# Impossible d'insérer pièce jointe dans message MAIL de Mac



## Lycantrope (31 Janvier 2013)

Bonjour,

Je n'arrive pas à résoudre mon problème, et cela bien que j'ai consulté plusieurs topics sur le sujet.

Le soucis est que je n'arrive pas à joindre (icone trombone) une pièce jointe à un message envoyé par le logiciel Mail de Mac. Je clique sur trombone, je choisi mon fichier pdf, je clique sur Choisir, j'envoi le message et il arrive sans la pièce jointe.

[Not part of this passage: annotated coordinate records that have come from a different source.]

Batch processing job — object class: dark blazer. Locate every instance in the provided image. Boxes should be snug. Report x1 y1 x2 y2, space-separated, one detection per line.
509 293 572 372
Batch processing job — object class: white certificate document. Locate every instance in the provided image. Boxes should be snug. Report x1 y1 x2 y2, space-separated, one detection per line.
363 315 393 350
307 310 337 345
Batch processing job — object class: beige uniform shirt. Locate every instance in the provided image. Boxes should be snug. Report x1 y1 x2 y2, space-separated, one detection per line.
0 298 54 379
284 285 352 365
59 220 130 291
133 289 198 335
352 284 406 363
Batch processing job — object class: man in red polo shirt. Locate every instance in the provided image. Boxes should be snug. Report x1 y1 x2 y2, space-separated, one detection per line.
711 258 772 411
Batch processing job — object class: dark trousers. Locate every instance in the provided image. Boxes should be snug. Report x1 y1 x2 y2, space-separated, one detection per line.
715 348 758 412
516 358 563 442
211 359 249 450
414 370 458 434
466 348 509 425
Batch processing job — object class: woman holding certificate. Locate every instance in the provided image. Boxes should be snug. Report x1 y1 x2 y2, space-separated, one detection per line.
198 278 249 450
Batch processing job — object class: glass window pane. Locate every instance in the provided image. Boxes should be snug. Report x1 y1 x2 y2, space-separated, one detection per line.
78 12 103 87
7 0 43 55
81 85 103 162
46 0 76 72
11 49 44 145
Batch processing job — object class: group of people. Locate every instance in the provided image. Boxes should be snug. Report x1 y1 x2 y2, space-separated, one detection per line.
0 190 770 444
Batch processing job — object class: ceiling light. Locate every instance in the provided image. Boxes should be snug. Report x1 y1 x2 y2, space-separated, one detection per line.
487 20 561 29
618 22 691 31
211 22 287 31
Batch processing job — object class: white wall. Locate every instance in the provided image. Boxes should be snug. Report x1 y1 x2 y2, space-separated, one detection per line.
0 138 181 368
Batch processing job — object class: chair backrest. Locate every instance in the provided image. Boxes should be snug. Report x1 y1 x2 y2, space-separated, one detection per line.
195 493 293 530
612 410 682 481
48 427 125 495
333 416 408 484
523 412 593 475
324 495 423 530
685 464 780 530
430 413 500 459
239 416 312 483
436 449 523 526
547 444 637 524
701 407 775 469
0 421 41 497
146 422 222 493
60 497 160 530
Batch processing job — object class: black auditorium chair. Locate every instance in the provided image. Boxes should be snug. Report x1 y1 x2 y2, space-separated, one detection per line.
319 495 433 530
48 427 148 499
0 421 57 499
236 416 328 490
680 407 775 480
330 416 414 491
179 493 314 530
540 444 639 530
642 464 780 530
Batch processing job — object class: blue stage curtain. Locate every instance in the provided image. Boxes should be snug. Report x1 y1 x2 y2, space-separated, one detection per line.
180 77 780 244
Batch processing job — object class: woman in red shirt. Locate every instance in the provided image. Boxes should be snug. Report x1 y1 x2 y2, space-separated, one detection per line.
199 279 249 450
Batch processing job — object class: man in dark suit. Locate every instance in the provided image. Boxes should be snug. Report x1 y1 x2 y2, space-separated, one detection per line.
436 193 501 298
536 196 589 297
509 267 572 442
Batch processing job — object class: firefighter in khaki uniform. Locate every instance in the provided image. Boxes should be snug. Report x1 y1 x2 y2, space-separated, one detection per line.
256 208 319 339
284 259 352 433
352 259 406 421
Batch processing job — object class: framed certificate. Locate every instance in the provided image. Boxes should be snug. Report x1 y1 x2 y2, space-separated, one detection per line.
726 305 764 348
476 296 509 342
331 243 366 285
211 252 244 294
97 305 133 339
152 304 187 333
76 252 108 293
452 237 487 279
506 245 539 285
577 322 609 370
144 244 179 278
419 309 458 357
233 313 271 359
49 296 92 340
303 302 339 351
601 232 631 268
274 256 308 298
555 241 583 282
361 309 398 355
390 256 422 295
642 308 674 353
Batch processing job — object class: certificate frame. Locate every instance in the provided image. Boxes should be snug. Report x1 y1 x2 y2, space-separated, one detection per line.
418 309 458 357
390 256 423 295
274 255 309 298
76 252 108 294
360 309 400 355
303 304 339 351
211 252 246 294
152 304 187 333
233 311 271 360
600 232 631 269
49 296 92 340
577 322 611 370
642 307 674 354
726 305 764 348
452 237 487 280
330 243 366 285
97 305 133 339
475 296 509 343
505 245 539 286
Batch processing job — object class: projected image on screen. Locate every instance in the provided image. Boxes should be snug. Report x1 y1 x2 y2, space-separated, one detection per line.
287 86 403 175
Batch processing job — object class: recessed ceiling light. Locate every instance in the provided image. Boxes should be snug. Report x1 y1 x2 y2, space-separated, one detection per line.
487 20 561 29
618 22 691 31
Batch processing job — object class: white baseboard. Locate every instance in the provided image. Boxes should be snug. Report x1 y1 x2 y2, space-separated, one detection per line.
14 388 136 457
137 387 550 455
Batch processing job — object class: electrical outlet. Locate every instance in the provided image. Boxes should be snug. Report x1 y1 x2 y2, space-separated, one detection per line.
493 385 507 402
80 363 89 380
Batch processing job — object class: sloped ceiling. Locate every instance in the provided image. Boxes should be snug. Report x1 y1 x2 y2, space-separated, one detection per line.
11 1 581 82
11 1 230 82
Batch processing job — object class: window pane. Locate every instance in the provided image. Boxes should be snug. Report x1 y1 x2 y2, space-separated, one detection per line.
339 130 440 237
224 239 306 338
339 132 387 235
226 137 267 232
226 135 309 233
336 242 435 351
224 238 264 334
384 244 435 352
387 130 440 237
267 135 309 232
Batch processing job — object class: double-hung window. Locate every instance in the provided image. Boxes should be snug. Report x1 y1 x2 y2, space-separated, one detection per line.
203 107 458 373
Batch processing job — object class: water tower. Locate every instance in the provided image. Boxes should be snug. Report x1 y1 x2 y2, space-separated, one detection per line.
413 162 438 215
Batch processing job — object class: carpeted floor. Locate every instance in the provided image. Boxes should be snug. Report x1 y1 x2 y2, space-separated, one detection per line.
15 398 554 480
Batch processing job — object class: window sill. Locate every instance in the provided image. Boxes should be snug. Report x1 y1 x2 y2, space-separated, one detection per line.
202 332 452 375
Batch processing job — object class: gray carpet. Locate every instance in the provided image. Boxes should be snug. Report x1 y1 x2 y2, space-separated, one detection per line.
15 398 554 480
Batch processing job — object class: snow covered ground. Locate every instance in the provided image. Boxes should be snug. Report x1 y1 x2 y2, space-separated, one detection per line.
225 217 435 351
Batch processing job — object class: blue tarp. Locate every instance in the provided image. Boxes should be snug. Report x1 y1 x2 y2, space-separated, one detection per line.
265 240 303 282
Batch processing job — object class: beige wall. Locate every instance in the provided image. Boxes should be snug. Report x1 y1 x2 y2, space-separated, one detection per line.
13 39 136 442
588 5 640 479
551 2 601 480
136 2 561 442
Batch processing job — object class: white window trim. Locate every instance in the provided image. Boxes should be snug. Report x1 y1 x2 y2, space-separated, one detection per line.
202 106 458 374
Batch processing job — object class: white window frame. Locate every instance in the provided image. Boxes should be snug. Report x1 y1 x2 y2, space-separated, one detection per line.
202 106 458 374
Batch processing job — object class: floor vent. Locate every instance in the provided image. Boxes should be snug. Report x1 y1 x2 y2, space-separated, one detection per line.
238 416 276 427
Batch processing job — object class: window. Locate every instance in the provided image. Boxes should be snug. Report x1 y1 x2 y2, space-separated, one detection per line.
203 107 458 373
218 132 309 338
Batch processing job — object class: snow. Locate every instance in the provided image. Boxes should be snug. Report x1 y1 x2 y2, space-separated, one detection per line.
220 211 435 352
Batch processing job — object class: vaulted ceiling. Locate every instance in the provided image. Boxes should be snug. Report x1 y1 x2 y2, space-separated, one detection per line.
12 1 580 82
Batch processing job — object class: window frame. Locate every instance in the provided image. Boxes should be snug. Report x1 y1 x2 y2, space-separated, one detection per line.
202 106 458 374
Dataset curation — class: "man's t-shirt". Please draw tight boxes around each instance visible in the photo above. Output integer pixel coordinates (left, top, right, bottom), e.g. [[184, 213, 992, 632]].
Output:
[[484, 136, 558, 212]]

Par contre je peux faire le transfère d'un mail comportant une pièce jointe et cette dernière est bien transmise.

J'ai bien coché dans le menu EDITION/PIECES JOINTES/ les options 
- 1) Inclure les pièces jointe d'origine dans les réponses 
- 2) Toujours envoyer des pièces jointes compatibles Windows 
- 3) Veillez à toujours insérer les pièces jointes en fin de message

Je vous remercie, par avance, de votre aide


----------



## gmaa (31 Janvier 2013)

Bonjour,
Test fait : aucun souci sous 10.6.8 (SL) et sous 10.8.2 (ML)

Pour essayer d'avancer :
- Reset PRAM, cela ne coûte rien
- Utilitaire de disque, Réparation des autorisations. C'est aussi indolore,
- Onyx, vider les cache,&#8230;


----------